Philip Mendes, Kew, Vic

What have we come to when medical researchers are discouraged from speaking at Australian universities on the basis of their ethnicity for fear of causing offence? Why is it that in some minds anything linked to Israel, that Middle Eastern country of freedom, is deemed to be bad?

It is very disappointing that members of our so-called enlightened academia would condone restrictions on academic freedoms because of anti-Semitism.
Cory Bernardi, Senator for South Australia, Kent Town, SA

I see Jake Lynch is irritated by the prospect of an Israel research forum. This is despite the fact that the webpage of the Centre for Peace and Conflict Studies says: “The centre aims to facilitate dialogue between individuals, groups or communities who are concerned with conditions of positive peace, whether in interpersonal relationships, community relations, within organisations and nations, or with reference to international relations”.

One of his complaints is that Arabic is generally not the language of instruction in Israeli universities. Of course, together with Hebrew, Arabic is an official language of Israel. No doubt, Lynch would therefore support the use of native languages for instruction in Australian universities, as well as elsewhere.
Lawrence J. Doctors, Dover Heights, NSW

Jake Lynch argues that the University of Sydney risks reputational damage.
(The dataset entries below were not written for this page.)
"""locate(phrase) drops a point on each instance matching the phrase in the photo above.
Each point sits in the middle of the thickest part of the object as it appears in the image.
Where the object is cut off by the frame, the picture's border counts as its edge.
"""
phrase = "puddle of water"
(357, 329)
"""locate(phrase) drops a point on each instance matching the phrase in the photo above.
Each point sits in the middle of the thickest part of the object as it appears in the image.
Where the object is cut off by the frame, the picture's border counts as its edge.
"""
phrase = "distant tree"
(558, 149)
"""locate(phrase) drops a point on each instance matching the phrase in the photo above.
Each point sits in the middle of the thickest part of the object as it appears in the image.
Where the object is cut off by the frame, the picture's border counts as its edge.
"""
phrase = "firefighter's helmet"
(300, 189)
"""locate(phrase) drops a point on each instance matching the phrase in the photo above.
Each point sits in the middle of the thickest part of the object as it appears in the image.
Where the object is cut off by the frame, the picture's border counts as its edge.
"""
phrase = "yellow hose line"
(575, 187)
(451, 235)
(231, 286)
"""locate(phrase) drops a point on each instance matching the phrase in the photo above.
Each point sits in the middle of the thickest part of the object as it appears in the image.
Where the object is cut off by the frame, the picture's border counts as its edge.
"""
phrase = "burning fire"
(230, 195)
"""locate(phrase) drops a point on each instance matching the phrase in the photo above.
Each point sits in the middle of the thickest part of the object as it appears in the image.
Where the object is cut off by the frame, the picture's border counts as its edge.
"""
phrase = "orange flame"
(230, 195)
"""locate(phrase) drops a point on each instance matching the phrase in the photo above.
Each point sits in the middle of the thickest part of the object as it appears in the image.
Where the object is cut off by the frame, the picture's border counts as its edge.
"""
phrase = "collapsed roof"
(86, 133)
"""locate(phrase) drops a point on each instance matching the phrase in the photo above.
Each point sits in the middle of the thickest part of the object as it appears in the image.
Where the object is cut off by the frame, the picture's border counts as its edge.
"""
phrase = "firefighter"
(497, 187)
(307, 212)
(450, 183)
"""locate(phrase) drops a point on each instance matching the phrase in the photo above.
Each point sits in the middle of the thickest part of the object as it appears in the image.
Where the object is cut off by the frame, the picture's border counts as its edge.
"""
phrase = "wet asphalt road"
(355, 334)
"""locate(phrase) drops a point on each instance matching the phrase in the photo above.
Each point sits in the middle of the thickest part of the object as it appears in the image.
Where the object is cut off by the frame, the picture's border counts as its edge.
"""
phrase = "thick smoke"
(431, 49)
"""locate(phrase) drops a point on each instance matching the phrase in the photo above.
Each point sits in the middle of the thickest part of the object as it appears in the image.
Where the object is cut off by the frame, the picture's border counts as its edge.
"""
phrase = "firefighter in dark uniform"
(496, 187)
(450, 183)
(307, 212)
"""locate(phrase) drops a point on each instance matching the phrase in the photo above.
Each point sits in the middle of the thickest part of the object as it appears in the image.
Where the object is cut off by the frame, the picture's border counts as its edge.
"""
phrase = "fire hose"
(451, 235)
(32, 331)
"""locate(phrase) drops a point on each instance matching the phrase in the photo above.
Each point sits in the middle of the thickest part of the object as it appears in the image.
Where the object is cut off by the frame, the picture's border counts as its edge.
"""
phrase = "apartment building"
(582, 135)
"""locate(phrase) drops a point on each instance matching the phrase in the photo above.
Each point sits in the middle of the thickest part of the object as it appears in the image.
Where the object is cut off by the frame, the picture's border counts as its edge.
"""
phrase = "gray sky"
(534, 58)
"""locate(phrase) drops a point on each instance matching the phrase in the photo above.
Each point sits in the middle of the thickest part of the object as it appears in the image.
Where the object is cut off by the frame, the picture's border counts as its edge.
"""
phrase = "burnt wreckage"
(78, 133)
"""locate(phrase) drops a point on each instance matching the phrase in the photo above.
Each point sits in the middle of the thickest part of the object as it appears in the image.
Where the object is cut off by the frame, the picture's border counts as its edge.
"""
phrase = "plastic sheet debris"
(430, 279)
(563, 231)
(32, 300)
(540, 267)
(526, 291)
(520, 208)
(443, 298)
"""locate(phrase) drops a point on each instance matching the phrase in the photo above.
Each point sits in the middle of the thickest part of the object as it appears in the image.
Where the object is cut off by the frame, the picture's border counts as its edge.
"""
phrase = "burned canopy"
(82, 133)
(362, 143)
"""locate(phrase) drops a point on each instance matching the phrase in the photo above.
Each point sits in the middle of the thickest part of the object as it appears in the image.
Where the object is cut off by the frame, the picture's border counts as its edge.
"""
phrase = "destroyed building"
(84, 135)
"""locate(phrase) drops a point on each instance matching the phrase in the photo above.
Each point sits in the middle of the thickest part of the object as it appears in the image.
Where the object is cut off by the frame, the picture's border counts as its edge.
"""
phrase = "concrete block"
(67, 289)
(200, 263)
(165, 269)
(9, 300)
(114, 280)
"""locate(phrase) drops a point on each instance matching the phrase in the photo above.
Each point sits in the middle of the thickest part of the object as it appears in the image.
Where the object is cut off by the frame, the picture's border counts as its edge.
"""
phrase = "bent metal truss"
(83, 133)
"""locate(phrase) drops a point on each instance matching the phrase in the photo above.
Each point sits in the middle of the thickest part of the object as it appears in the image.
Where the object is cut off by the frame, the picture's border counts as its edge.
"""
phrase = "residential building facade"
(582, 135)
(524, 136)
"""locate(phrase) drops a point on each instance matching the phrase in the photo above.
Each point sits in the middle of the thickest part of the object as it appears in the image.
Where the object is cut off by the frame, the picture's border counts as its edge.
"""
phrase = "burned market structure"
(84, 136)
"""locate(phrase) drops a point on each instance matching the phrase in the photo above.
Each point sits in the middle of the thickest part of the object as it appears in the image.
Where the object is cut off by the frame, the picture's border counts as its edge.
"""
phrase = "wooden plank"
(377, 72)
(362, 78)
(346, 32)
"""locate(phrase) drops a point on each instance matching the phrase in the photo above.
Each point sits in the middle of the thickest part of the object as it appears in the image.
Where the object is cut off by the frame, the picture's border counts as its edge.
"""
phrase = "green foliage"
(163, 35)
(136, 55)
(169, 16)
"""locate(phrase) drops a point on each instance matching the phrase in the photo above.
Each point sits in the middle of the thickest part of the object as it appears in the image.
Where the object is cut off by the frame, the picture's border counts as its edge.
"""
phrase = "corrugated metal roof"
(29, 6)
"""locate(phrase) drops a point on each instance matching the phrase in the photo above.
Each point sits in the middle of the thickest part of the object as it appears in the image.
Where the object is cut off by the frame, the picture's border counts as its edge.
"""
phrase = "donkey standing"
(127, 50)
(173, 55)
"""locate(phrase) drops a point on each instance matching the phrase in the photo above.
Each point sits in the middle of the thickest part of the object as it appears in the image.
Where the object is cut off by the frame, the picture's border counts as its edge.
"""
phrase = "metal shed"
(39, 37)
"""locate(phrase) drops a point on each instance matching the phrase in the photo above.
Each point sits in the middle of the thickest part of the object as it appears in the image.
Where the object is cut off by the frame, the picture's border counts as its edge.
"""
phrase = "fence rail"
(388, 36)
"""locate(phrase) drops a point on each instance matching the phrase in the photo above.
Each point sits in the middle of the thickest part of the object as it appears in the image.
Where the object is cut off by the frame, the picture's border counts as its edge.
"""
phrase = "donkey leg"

On the contrary, its reputation will be damaged if it responds positively to Lynch’s morally and politically repugnant demands.

As an academic I find the idea of academics demanding a boycott of universities in Israel and Israeli academics unprofessional and immoral.

Whatever happened to the idea that open debate, that argument and counter-argument is crucial to academic and political discourse?

Israel is undeniably the only true democracy in the Middle East. It is indefensible to call for a boycott of any description against such a nation.